Before she took over Tylertown Wear Parts, Rushing owned a local tractor dealership and a small advertising newspaper when her husband, Bill, was diagnosed with cancer. She sold her businesses and helped him maintain the manufacturing operation.

“I put him in a wheelchair and took him to work every day for seven months,” she recalled. “I bought a couch and put it in his office. Every day, he laid on the couch and I sat behind the desk as he taught me about parts, how they were made, and how they fit in the machine.” He died in 1994.

When she took control of Tylertown Wear Parts, the operation consisted of the repair of parts for chippers, debarkers and hammer hogs, with most of the sales territory in Southern states.

In 1996, Rushing expanded the facility to 16,000 square feet, acquired additional machinery and began to manufacture most of the parts that once were repaired.

“Not only did we become a legitimate manufacturing plant, but our sales area now covers the entire U.S., and exports to Canada, New Zealand, France and even Mexico,” she said.

Rushing probably won’t try to expand the company’s percentage of overseas sales.

“Between the shipping time, customs process and 30 to 60 days’ billing, I have to wait sometimes five months to get paid and it ties up a lot of cash flow,” she said. “I couldn’t afford too much of that.”

Despite downturn, success

During the economic downturn, Rushing vowed to maintain sales and avoid layoffs. She succeeded on both counts. Two or three years ago, she added three machining centers to facilitate the manufacturing of several new parts. More recently, she purchased additional milling machines and hired three new employees to operate them. Soon, Rushing will add a 100-by-50-foot wing onto the building.

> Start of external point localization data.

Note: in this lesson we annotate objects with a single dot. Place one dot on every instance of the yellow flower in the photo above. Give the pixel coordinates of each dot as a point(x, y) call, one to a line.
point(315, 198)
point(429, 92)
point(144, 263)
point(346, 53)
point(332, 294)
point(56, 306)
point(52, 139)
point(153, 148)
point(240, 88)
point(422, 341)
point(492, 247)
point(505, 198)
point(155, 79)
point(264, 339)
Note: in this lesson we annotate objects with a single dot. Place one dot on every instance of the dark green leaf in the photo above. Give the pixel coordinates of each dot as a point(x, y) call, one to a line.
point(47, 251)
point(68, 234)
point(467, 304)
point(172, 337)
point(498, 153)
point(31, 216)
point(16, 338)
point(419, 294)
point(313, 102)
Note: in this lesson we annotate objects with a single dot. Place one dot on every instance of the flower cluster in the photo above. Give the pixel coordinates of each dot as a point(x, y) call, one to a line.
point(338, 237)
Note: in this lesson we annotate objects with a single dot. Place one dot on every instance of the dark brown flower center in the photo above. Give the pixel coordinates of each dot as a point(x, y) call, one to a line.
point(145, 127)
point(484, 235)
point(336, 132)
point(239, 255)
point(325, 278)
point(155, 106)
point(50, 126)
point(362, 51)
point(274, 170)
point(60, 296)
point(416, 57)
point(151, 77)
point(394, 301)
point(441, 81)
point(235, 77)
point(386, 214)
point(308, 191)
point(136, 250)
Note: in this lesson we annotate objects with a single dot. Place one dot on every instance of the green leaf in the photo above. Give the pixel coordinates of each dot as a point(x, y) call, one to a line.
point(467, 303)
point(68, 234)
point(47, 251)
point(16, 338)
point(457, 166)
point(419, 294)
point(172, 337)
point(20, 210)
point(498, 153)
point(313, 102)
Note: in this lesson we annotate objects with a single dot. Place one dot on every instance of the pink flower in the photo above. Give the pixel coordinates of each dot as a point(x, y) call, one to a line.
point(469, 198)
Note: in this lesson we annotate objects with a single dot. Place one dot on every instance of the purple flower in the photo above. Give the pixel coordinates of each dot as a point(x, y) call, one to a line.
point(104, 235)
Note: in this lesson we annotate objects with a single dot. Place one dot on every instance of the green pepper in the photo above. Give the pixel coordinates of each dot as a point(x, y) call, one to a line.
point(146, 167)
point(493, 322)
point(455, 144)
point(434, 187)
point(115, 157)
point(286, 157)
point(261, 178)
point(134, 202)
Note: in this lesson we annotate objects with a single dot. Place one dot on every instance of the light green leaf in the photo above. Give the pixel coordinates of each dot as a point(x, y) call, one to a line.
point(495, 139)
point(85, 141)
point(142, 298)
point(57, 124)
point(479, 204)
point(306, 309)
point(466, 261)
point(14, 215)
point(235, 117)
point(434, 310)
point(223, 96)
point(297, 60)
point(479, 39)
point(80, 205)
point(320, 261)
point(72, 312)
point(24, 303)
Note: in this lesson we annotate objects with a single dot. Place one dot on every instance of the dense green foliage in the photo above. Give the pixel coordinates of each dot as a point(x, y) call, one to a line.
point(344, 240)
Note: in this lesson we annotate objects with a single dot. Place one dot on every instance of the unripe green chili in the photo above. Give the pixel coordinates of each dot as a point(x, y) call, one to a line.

“We’re so crowded, we feel like we’re in a camper trailer,” she said with a laugh.

Rushing expects the company’s profit margin to drop off because steel prices have escalated, but said the rising cost of raw materials is not the greatest challenge facing American manufacturers. “It’s competing with cheap labor, the main killer of everything,” she said. “I hope Congress will make changes to incentivize employers because we need to employ America.”